EriK/ Grégory Gadebois :
Si Aristide/ Omar Sy et Virginie/ Virginie Efira déversent la folie et la lumière sur la toile du film, Erik/ Grégory Gadebois, lui, est le lugubre de l’histoire. Mais c’est un lugubre à la Gadebois. C’est à dire, un flic qui, au départ, a beaucoup contre lui. Obèse, hyper-rigide. Une tête de cerbère plus que de complice. Autoritaire. Sans humour.
En plus, c’est l’alcoolique refoulé du trio. Refoulé par qui et par quoi ? On ne sait pas. Mais personne ne lui volera sa femme.

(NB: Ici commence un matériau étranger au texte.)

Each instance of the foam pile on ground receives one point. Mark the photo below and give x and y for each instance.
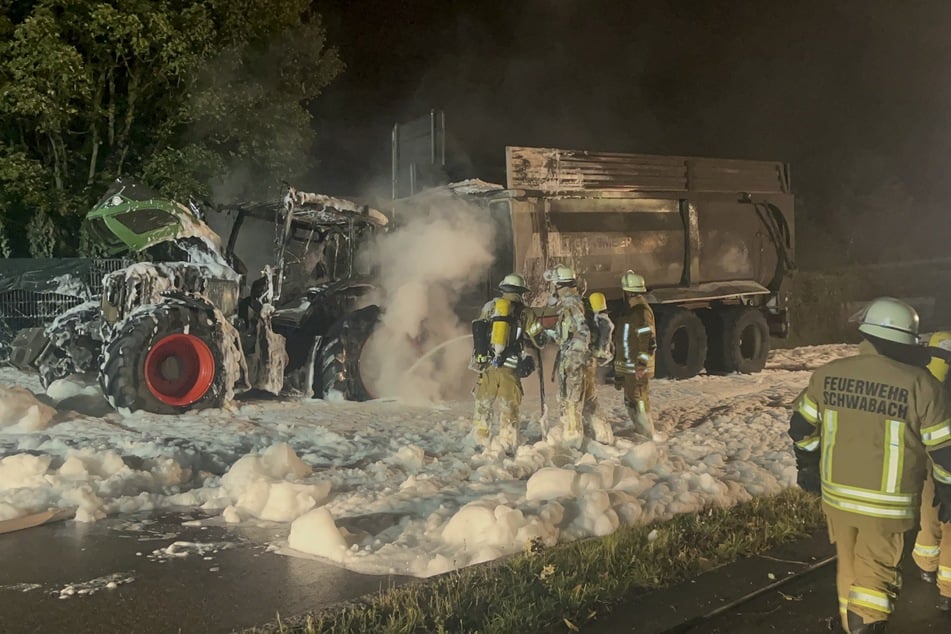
(268, 487)
(388, 487)
(19, 409)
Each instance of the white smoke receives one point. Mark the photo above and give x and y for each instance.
(425, 265)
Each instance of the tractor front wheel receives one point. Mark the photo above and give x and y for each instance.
(167, 360)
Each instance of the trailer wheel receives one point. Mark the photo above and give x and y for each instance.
(337, 370)
(167, 361)
(744, 340)
(681, 344)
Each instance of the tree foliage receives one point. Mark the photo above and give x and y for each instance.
(197, 98)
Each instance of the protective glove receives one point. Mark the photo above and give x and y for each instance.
(942, 499)
(808, 478)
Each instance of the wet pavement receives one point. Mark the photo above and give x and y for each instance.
(129, 575)
(152, 575)
(791, 590)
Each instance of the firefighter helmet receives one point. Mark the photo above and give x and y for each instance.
(891, 319)
(598, 302)
(562, 274)
(940, 343)
(513, 283)
(631, 282)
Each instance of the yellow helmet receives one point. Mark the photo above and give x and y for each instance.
(633, 283)
(513, 283)
(891, 319)
(598, 302)
(939, 364)
(561, 274)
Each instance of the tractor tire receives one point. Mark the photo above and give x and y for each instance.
(681, 344)
(167, 360)
(743, 341)
(337, 366)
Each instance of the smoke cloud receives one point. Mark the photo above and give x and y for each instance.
(426, 266)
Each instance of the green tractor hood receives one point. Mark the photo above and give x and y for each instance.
(132, 218)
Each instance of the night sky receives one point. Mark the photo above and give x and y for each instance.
(856, 95)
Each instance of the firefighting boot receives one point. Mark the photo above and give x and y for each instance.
(481, 434)
(508, 438)
(572, 433)
(602, 430)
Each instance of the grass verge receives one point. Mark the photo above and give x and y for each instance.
(571, 584)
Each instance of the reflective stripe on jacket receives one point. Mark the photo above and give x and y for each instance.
(635, 336)
(874, 421)
(527, 325)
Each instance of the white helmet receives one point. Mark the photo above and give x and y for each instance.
(513, 283)
(562, 274)
(891, 319)
(633, 283)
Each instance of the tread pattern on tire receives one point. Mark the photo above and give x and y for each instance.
(670, 321)
(338, 362)
(735, 321)
(122, 366)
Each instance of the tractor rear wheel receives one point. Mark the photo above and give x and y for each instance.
(337, 367)
(167, 361)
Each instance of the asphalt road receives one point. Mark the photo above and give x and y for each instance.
(155, 592)
(790, 590)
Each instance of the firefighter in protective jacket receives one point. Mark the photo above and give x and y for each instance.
(602, 353)
(635, 342)
(573, 336)
(863, 431)
(932, 551)
(499, 336)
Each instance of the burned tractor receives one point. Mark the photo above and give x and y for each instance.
(184, 326)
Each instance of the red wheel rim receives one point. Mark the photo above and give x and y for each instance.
(179, 369)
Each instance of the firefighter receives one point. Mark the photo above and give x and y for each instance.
(635, 342)
(573, 336)
(602, 353)
(863, 431)
(932, 551)
(499, 334)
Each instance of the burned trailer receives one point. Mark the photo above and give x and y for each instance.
(714, 239)
(181, 329)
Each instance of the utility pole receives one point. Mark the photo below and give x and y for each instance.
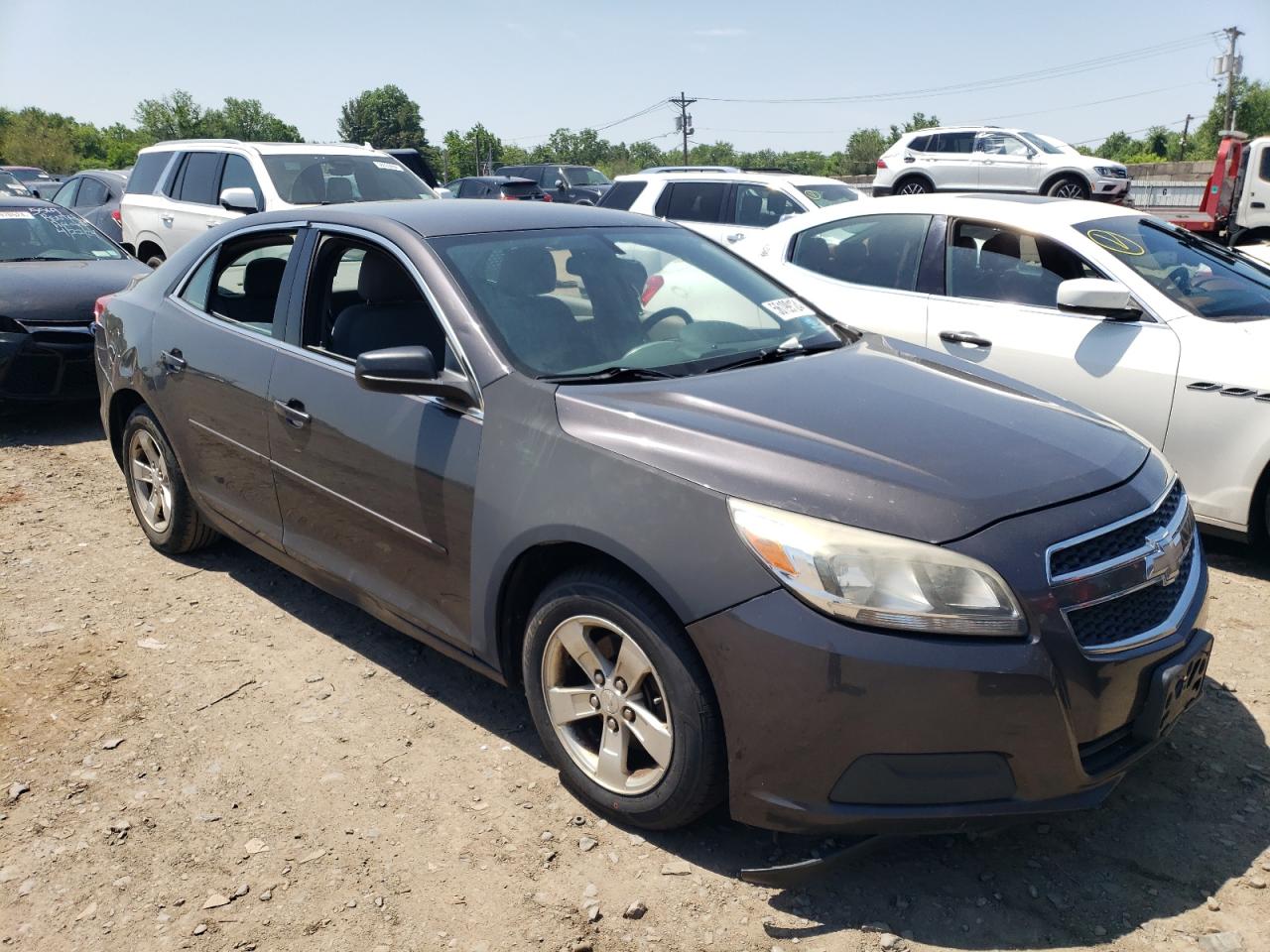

Erik est aussi un homme de Devoir et droit. Comme Aristide et Virginie. S’il devait avoir une religion, Erik serait peut-être protestant. On n’est pas là pour rigoler.
Gadebois ne fait rien de très nouveau dans ce film. Mais un peu comme Jean-Pierre Bacri, si on aime son amertume vigilante, on aura à nouveau de quoi faire le plein dans Police.
Le réalisme du film
Le film est-il réaliste ? Il est quand même bien renseigné sur le quotidien des policiers. Certains commentaires et certaines anecdotes concernant les conditions de travail des policiers ne viennent pas de nul part. Et c’est pareil pour leurs trucs et leurs astuces pour décompresser en rentrant du travail.
Tohirov, l’acteur Payman Maadi, et Virginie ( Virginie Efira).
Tohirov/ Payman Maadi d’un point A à un Point B
Tohirov, « l’étranger » originaire du Tadjikistan que Virginie, Erik et Aristide sont chargés de transporter d’un « point A à un point B » est interprété par l’acteur Payman Maadi.
L’acteur Payman Maadi rend très bien la peur de son personnage. Et si ses comportements sembleront peut-être « débiles » ou invraisemblables, il est sûrement le personnage le plus réaliste du film à mon avis vu ce qu’il a vécu dans son pays. La torture.
En parlant de réalisme, je profite de cette partie de l’article pour (re)faire la promotion de la très bonne série française Engrenages qui va bientôt se terminer. Et dont « l’impopularité », en France, m’a toujours étonné chaque fois que j’ai parlé de cette série policière.
J’en profite à nouveau pour écrire qu’avant Engrenages, citée de manière légitime comme une très bonne série par bien des critiques, il y avait eu la série Police District (2000-2003) crééé par Hugues Pagan, ancien flic et très bon auteur de polars. Police District est une série encore plus oubliée qu’Engrenages, alors qu’elle bénéficie, aussi, d’une bonne charge de réalisme de l’époque où elle avait été réalisée. Ainsi que de bons acteurs. Dont Oliver Marchal, Francis Renaud, Rachid Djaïdani, Sara Martins….
La série Braquo, plus connue, doit beaucoup au moins à la série Police District.
Ensuite, pour conclure à propos du film d’Anne Fontaine, il y a bien-sûr une certaine part romanesque. Optimiste. Et plaisante.
Cet article est le 200ème que j’écris pour mon blog balistiqueduquotidien.com. J’espère qu’il vous a plu.